21. Het vierde middel betoogt dat het Hof voor het bewijs geen gebruik had mogen maken van het als bewijsmiddel 1 gebezigde proces-verbaal voorover de daarin vervatte verklaring van een hoofdagent een mening, gissing of conclusie behelst. De klachten betreffen de passages "Ik begreep hieruit dat het ging om een ontmaagd moslimmeisje." en "Als het bekend zou worden binnen de familie dat geen maagd meer was, dan zou dit een vreselijke schande voor het gezin veroorzaken."


22. De eerstbedoelde passage houdt inderdaad een conclusie in. De hoofdagent heeft tevens de waargenomen omstandigheden vermeld waarop die conclusie is gebaseerd. De conclusie betreft niet de vraag of de verdachte al dan niet het tenlastegelegde heeft begaan. Deze conclusie is er dus niet een als is voorbehouden aan de rechter.(6) Noch de wet, noch de rechtspraak verzet zich tegen het tot bewijs bezigen van conclusies als de onderhavige.


23. De tweede klacht gaat ervan uit dat de hoofdagent met de aangevochten passage een eigen mening heeft weergegeven. Het Hof heeft deze passage echter kennelijk (en niet onbegrijpelijk) niet opgevat als uitdrukking van een mening van de verbalisant maar als samenvatting van hetgeen de moeder tegenover hem heeft verklaard.


24. Beide klachten zijn derhalve tevergeefs voorgesteld. Het middel treft geen doel.


25. Ambtshalve heb ik geen reden aangetroffen waarom de bestreden uitspraak niet in stand zou mogen blijven. De middelen ongegrond achtende concludeer ik daarom tot verwerping van het beroep.

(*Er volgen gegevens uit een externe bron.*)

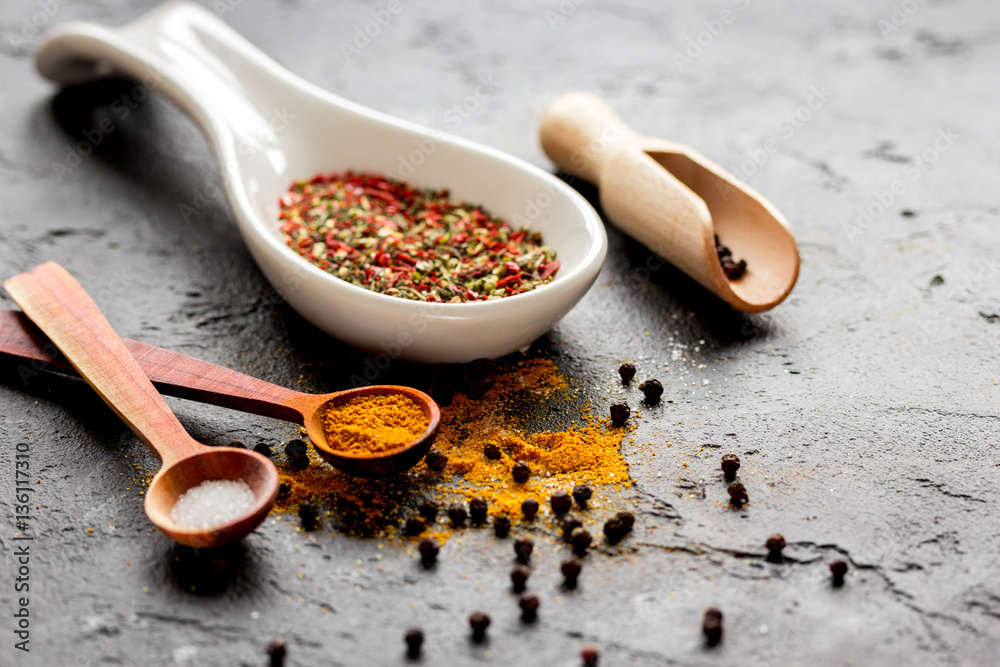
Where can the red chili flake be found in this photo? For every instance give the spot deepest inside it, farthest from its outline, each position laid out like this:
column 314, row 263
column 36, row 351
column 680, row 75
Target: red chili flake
column 385, row 236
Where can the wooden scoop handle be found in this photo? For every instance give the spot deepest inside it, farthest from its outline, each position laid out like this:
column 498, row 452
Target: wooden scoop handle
column 61, row 308
column 172, row 373
column 577, row 132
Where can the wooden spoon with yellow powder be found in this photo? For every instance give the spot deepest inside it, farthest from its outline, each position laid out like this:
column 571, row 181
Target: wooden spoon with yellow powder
column 367, row 431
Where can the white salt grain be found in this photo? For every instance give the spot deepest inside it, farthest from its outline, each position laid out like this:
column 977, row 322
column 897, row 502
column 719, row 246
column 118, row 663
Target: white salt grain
column 213, row 503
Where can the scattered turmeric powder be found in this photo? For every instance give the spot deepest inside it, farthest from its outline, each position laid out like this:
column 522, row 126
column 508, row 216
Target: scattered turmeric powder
column 493, row 408
column 373, row 424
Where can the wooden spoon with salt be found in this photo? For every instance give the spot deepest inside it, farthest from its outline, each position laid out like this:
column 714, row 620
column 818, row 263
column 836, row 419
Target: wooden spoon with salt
column 176, row 374
column 675, row 200
column 61, row 308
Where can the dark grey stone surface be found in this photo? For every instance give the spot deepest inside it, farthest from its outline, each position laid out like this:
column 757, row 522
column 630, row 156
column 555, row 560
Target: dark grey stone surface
column 865, row 408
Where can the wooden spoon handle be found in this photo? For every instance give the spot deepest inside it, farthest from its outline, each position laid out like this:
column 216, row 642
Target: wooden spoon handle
column 172, row 373
column 577, row 131
column 61, row 308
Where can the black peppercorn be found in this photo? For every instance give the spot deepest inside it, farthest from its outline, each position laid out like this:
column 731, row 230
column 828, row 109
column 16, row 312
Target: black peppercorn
column 627, row 371
column 529, row 508
column 308, row 515
column 519, row 578
column 619, row 413
column 428, row 510
column 838, row 569
column 581, row 540
column 569, row 523
column 738, row 494
column 414, row 639
column 429, row 548
column 627, row 519
column 521, row 472
column 733, row 270
column 529, row 604
column 413, row 526
column 523, row 546
column 570, row 568
column 652, row 390
column 711, row 626
column 730, row 464
column 457, row 515
column 277, row 649
column 581, row 494
column 501, row 526
column 560, row 502
column 477, row 510
column 298, row 454
column 479, row 621
column 436, row 460
column 730, row 267
column 614, row 532
column 774, row 545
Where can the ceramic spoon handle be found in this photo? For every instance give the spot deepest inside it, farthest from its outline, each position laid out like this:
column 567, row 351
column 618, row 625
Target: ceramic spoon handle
column 227, row 85
column 172, row 373
column 61, row 308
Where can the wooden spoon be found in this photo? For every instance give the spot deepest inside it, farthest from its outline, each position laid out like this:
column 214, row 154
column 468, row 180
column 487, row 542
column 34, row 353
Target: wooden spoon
column 179, row 375
column 675, row 200
column 63, row 310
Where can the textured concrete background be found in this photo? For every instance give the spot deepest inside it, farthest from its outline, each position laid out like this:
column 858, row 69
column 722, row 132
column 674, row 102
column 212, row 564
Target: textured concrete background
column 865, row 408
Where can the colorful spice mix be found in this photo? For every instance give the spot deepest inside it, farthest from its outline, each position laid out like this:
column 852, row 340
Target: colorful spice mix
column 490, row 408
column 373, row 424
column 391, row 238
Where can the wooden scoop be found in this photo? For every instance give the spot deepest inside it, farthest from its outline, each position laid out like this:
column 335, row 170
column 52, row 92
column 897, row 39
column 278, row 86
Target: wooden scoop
column 63, row 310
column 675, row 200
column 179, row 375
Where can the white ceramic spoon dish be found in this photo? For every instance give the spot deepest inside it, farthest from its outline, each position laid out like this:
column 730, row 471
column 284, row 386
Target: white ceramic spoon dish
column 238, row 95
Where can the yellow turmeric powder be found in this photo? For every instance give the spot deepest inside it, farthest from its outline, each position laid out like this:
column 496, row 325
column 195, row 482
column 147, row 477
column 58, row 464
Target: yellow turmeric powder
column 373, row 424
column 497, row 411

Voor de Procureur-Generaal
bij de Hoge Raad der Nederlanden

Waarnemend Advocaat-Generaal


1 HR 15 april 1986, NJ 1986, 740; HR 12 november 1996, NJ 1997, 190; HR 20 januari 1998, NJ 1998, 426; HR 11 januari 2000, NJ 2000, 228. (Voorts had in HR 8 mei 2001, NJ 2001, 480, het Hof als bijkomend argument voor het aannemen van medeplegen overwogen dat de verdachte zich niet tevoren van de ander had gedistantieerd.)
2 Vgl. NLR, aant. 29 op art. 47 Sr.

3 Daartoe is vereist dat de betrokkene een significante bijdrage aan het geweld heeft geleverd. Kamerstukken II, 1998-1999, 26519, nr. 3, blz. 7.

4 HR 19 oktober 1993, NJ 1994, 50, m.nt. ThWvV. Vgl. M.M. van Toorenburg, Medeplegen, diss. Tilburg 1998, blz. 141-142.
5 Dr. J. Zeldenrust, Gerechtelijke Geneeskunde, Leiden, 1966, Hoofdstuk XI, Wurging en strangulatie (blz. 128 e.v.)
6 Vgl. HR 12 mei 1992, NJ 1992, 658.